I have been looking, but have so far been able to find, specific information on the prevalence of ASDs in first cousins. I did find one study that looked for the Broad Autism Phenotype (that is, autistic traits but not the full diagnosis) in a wide range of family members. That article is:

Pickles, A., Starr, E., et al. (2000). Variable expression of the autism broader phenotype: Findings from extended pedigrees. Journal of Child Psychology and Psychiatry, 41(4), 491-502.

These researchers compared extended families of children with ASDs with those of children with Downs Syndrome.

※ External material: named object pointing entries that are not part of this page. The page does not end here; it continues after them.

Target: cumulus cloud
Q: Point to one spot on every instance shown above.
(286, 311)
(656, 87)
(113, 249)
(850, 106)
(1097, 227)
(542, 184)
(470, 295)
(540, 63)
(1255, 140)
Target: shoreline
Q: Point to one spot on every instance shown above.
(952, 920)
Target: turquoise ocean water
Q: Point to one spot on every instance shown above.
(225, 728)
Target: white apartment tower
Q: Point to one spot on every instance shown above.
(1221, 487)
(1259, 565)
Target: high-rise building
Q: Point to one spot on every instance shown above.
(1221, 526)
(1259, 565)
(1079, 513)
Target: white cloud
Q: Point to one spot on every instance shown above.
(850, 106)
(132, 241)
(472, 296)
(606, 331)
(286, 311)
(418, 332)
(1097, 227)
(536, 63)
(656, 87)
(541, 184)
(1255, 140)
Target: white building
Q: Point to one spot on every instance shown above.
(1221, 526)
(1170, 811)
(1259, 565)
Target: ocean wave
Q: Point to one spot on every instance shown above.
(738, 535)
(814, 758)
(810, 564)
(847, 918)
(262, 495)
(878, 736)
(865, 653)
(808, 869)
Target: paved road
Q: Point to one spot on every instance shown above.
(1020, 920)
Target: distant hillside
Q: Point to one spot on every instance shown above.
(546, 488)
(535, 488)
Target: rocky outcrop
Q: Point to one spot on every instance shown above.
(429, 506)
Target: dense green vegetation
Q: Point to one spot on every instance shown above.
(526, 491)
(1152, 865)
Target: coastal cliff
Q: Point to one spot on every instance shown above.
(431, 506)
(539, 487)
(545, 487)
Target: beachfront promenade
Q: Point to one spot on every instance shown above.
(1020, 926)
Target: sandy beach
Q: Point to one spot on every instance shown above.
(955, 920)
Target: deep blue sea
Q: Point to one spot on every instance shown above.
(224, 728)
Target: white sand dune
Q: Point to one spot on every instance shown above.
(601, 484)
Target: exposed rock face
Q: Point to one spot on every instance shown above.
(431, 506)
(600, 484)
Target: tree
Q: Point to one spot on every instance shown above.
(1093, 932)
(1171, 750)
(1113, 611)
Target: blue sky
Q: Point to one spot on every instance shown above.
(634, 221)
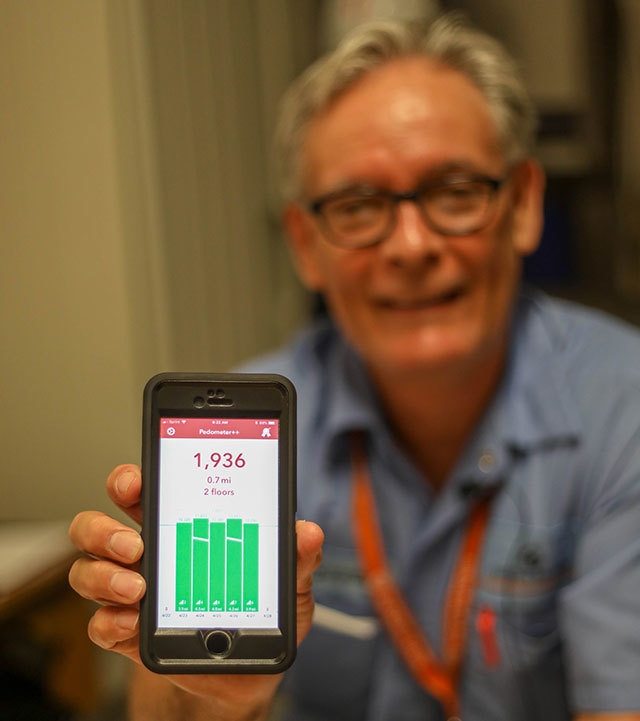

They found that 7.5% of the relatives of individuals with ASD were classified as falling within the broad autism phenotype (people with autistic-y traits), while only 2.7% of the relatives of individuals with Downs did so. Basically, this is just more evidence for that fact that there are genetic factors involved in ASDs.

To read more on Autism and genetics in general, go here:
http://www.iancommunity.org/cs/understanding_research/insights_from_genetics

What I haven't found yet is whether anyone has calculated a specific risk for first cousins. If I do, I will post it!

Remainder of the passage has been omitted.